Aims
EUS-guided gallbladder drainage (EUS-GBD) with LAMS is increasingly used in managment of acute cholecystitis (AC) in patients unfit for surgery or with malignant distal biliary obstruction. Evidence comparing the trans-gastric (TG) and trans-duodenal (TD) routes remains limited.
Methods
This international, multicenter retrospective study included all consecutive patients undergoing EUS-GBD from January 2019 to August 2025 across five tertiary centers (Italy, France, India). Standardized data collection included baseline characteristics, procedural variables, technical success (TS), clinical success (CS), adverse events (AEs; AGREE classification), recurrence, and recurrence-free survival (Kaplan–Meier). TS was defined as successful LAMS deployment; CS as resolution of the index condition without further intervention. Recurrence was defined as symptomatic or infectious relapse requiring reintervention.
Results
A total of 194 patients were included (84 TG; 110 TD). Indications were acute cholecystitis in 69.6% and malignant biliary drainage in 30.4%. Overall TS and CS were 98.5% and 96.9%, respectively, with 5.9% recurrence. TS was comparable between groups (TG 98.8% vs TD 98.2%; P=0.726). However, CS was significantly lower in the TG group (92.8% vs 100% in TD; P=0.0046). Procedural time was also significantly longer in TG (17 vs 10 minutes; P=0.0073). Hospital stay did not differ (6 vs 6 days; P=0.385).
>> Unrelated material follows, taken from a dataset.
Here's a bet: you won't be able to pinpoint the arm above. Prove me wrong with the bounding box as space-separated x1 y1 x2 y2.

Overall AEs were similar (19.0% vs 14.5%; P=0.404), but LAMS obstruction occurred significantly more frequently in TG (8.3% vs 1.8%; P=0.033). Other AEs — LAMS migration (1.2% vs 0.9%; P=0.866), bleeding (2.4% vs 2.7%; P=0.907), and cholangitis (5.9% vs 5.4%; P=0.882) —did not differ significantly. Recurrence remained similar (5.2% vs 6.5%; P=0.716). Kaplan–Meier analysis confirmed no difference in recurrence-free survival between TG and TD (log-rank P=0.986).
Conclusions
EUS-GBD is highly feasible, effective, and safe across international real-world settings. The transduodenal approach demonstrated significantly higher clinical success and significantly shorter procedure time, while safety and recurrence outcomes were comparable. When anatomically possible, TD drainage may represent the preferred route.